C’est donc ici une question de majorité et non pas d’universalité. Et alors, quelle sera la majorité ? La logique veut que ce soit la majorité de l’espèce humaine ; le passé compte, prenez-y garde, l’avenir aussi ; et comme dans vos principes le monde et l’humanité ne doivent point finir, calculez votre majorité sur cette base ! Mais Dieu seul a cette connaissance, inutile pour Dieu seul. Si vous fixez une limite, elle ne peut être qu’arbitraire.

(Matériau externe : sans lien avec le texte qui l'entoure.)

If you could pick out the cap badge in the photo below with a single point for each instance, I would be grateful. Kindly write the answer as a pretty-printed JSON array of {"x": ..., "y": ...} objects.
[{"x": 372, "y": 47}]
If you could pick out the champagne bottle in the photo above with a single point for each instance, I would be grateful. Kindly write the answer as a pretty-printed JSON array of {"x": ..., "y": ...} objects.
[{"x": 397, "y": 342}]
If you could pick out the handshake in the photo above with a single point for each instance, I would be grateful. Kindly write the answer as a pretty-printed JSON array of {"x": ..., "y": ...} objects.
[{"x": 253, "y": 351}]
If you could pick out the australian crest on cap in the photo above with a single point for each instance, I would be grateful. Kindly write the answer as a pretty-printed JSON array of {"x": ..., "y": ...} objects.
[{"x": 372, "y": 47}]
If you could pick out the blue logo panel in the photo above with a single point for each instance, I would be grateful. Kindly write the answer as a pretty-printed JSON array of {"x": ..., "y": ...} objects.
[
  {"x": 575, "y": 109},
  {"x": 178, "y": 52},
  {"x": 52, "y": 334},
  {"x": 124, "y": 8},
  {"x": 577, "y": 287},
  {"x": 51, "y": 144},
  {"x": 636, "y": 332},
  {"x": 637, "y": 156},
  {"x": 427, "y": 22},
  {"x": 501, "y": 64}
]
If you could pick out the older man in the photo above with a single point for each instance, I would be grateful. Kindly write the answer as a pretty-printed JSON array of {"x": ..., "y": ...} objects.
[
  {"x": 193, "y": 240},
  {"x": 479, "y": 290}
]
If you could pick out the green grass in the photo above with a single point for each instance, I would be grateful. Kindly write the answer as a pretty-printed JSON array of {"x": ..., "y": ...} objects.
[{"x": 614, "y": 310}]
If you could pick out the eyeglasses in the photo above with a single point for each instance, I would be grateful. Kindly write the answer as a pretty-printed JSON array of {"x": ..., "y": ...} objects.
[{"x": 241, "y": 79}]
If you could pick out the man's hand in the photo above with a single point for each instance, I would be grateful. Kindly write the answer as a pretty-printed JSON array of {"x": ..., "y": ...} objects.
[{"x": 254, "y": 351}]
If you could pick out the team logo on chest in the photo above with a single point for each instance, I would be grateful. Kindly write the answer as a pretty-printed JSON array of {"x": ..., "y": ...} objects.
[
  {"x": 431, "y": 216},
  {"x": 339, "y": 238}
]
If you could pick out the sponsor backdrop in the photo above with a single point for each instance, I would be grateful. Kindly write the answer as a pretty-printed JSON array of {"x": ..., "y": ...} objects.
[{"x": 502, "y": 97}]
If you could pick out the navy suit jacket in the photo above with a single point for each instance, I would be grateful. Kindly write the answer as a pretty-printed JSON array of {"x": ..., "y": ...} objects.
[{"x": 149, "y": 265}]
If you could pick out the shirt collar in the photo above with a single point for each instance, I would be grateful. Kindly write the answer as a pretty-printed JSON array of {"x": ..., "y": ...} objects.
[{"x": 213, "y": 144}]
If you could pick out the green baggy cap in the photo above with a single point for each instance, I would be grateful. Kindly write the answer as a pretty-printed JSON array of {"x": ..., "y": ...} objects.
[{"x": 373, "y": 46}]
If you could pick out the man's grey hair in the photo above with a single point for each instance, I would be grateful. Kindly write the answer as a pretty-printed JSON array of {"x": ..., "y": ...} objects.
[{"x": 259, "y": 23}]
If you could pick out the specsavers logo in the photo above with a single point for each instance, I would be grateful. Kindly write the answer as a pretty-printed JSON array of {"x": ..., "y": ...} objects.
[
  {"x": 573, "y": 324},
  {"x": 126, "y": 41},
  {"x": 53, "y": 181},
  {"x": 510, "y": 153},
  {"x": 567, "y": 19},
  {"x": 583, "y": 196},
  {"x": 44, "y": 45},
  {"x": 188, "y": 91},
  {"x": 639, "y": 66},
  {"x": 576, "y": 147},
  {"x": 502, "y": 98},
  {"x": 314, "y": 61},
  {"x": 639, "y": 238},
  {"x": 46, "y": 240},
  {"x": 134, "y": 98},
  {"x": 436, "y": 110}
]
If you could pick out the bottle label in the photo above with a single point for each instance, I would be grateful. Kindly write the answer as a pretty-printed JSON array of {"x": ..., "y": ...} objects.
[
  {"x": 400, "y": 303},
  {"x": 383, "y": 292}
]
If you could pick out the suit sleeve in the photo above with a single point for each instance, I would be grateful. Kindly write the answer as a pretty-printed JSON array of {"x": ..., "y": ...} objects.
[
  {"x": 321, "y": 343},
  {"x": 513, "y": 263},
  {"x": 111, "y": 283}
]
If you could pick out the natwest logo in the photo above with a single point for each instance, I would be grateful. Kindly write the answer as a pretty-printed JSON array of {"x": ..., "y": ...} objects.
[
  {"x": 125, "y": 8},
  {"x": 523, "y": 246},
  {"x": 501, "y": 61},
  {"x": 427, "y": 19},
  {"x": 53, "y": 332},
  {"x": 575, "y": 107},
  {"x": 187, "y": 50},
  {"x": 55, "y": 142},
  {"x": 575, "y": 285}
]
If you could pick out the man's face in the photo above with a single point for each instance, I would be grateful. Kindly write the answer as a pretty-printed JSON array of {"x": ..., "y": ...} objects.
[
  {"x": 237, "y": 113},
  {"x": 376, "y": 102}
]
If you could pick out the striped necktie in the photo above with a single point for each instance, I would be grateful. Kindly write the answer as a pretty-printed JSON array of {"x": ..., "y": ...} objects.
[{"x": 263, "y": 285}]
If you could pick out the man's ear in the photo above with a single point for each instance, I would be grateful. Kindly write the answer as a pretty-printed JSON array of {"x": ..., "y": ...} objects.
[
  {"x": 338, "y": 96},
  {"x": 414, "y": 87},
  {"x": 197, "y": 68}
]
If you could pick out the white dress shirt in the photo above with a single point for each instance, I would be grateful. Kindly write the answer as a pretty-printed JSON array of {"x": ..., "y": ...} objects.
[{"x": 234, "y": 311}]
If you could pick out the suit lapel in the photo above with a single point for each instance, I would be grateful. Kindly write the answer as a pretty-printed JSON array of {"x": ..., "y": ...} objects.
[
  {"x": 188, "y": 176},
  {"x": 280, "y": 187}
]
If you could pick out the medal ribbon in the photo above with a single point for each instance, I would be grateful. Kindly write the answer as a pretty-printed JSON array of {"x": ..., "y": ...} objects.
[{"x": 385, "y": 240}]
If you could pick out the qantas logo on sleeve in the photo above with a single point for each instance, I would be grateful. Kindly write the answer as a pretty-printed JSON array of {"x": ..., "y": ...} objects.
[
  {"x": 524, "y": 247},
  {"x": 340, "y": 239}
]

Ne s’agit-il que d’une majorité éventuelle, sans limite déterminée, par exemple, la majorité parmi les personnes consultées, quel qu’en soit le nombre ? On n’oserait vous imputer un pareil système, et pourtant quand vous prenez un exemple pour montrer comment se doit appliquer votre théorie, vous dites : « Qu’on se place par la pensée au milieu d’un nombre quelconque d’autres hommes. » Il est très vrai que l’opinion des personnes présentes, quel qu’en soit le nombre, exerce sur la nôtre une grande influence, c’est un fait constaté en psychologie ; mais cette influence n’est-elle pas pernicieuse ? n’est-ce pas là l’origine et la cause psychologique du servum pecus ?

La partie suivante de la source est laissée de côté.